Volgens de deelnemers aan de werkgroep is de checklist erg uitgebreid en kost het veel tijd om zo een methode te beoordelen. Wanneer je studenten dit voor zou leggen zou het waarschijnlijk te moeilijk voor ze zijn. Daar wordt tegenin gebracht dat je kunt beginnen de lange lijst vragen in te korten, met als voordeel dat je dan meteen discussie hebt over wat je als collega’s binnen de sectie nu werkelijk van belang vindt. Om in groepjes de betekenis van alle criteria te bespreken aan de hand van één boek zou wel een optie zijn. Het is belangrijk om voor jezelf helder te krijgen wat nou eigenlijk belangrijk is in een methode.
Checklists zijn te vinden op β-nova.

Concepten en contexten in onderwijs
Voor de vakvernieuwingen was van belang: aandacht voor kernconcepten en kernvaardigheden enerzijds en voor relevante maatschappelijke en wetenschappelijke contexten anderzijds (n.a.v. een KNAW-advies, dat tot uitdrukking kwam in de opdrachten aan de vernieuwingscommissies).

Leerlingen moeten concepten wendbaar in contexten kunnen toepassen en door een context betekenis geven aan een concept. Er zijn verschillende manieren waarop je dit kunt toepassen.
Als je onderwijsinhoud selecteert, laat je je dan leiden door de conceptuele vakstructuur of een vraag uit een wetenschappelijke, professionele of alledaagse context? Hoe ga je je lessenseries vervolgens inrichten?

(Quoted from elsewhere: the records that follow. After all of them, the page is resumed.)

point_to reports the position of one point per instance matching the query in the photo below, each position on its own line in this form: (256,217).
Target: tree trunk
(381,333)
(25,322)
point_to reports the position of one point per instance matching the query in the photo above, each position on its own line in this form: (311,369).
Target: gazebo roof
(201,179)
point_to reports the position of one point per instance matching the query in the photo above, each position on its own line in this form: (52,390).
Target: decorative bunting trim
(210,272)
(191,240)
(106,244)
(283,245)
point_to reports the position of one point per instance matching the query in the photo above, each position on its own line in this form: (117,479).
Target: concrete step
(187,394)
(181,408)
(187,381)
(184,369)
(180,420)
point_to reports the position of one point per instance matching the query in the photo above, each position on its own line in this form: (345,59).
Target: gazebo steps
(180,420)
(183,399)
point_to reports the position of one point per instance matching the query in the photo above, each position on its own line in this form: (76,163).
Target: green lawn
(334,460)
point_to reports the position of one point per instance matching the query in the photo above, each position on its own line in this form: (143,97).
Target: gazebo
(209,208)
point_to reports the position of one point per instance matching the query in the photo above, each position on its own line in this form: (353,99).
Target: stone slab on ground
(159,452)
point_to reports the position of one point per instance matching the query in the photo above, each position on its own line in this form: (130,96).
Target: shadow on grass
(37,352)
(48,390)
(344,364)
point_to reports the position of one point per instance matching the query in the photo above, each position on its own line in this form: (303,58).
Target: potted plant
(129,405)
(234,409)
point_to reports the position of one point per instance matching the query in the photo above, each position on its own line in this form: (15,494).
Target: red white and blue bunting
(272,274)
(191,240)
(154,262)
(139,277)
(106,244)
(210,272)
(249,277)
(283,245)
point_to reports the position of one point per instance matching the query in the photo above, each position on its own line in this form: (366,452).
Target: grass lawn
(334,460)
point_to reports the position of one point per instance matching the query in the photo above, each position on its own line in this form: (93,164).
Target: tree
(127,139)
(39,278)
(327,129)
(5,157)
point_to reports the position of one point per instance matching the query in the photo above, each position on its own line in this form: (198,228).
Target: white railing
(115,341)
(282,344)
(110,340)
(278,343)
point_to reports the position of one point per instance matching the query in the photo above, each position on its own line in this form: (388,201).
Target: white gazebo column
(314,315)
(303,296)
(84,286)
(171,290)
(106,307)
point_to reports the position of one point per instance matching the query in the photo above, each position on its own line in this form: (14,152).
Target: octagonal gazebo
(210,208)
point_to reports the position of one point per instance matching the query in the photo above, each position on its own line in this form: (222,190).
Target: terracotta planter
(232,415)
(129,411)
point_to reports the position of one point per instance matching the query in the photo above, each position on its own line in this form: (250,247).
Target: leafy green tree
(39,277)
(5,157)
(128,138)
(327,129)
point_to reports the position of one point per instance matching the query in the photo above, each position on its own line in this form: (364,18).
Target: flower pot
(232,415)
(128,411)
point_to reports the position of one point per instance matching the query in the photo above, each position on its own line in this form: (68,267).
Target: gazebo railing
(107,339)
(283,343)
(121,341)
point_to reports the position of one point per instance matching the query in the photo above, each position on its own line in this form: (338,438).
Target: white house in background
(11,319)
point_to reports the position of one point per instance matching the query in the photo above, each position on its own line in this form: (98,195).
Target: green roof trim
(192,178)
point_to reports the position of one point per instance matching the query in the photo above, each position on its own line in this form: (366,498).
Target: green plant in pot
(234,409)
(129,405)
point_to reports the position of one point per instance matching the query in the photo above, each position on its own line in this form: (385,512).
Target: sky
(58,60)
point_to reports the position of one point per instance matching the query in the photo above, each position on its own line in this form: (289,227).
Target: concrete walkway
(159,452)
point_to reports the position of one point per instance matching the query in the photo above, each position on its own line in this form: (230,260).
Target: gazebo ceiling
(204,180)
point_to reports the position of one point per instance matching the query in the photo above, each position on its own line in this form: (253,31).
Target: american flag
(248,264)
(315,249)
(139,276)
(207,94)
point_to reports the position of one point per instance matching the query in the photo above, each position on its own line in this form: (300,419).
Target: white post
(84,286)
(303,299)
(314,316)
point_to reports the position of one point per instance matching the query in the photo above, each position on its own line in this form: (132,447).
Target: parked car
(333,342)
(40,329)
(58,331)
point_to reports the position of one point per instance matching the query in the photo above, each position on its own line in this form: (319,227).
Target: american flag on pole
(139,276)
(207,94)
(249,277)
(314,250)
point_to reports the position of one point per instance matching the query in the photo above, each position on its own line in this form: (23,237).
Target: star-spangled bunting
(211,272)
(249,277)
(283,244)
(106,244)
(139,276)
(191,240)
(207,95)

Er ontstaat zo een vierdeling van mogelijkheden:

  • Illustratieve context (klassieke methode)
  • Verbindende context (paar concepten die niet met context te maken hebben maar wel bij de vakstructuur passen)
  • Centrale context (alle concepten volgen uit context, bijvoorbeeld NLT modules)
  • De context op afstand (concepten volgen uit context, ook concepten buiten de context)

Er zijn verschillende concept-contextbenaderingen, DE goede onder alle omstandigheden bestaat niet. De voorkeur hangt af van het doel van de lessen, het type vraagstelling, het type leerlingen, de examinering (CE of SE) en de persoonlijke stijl van de leraar.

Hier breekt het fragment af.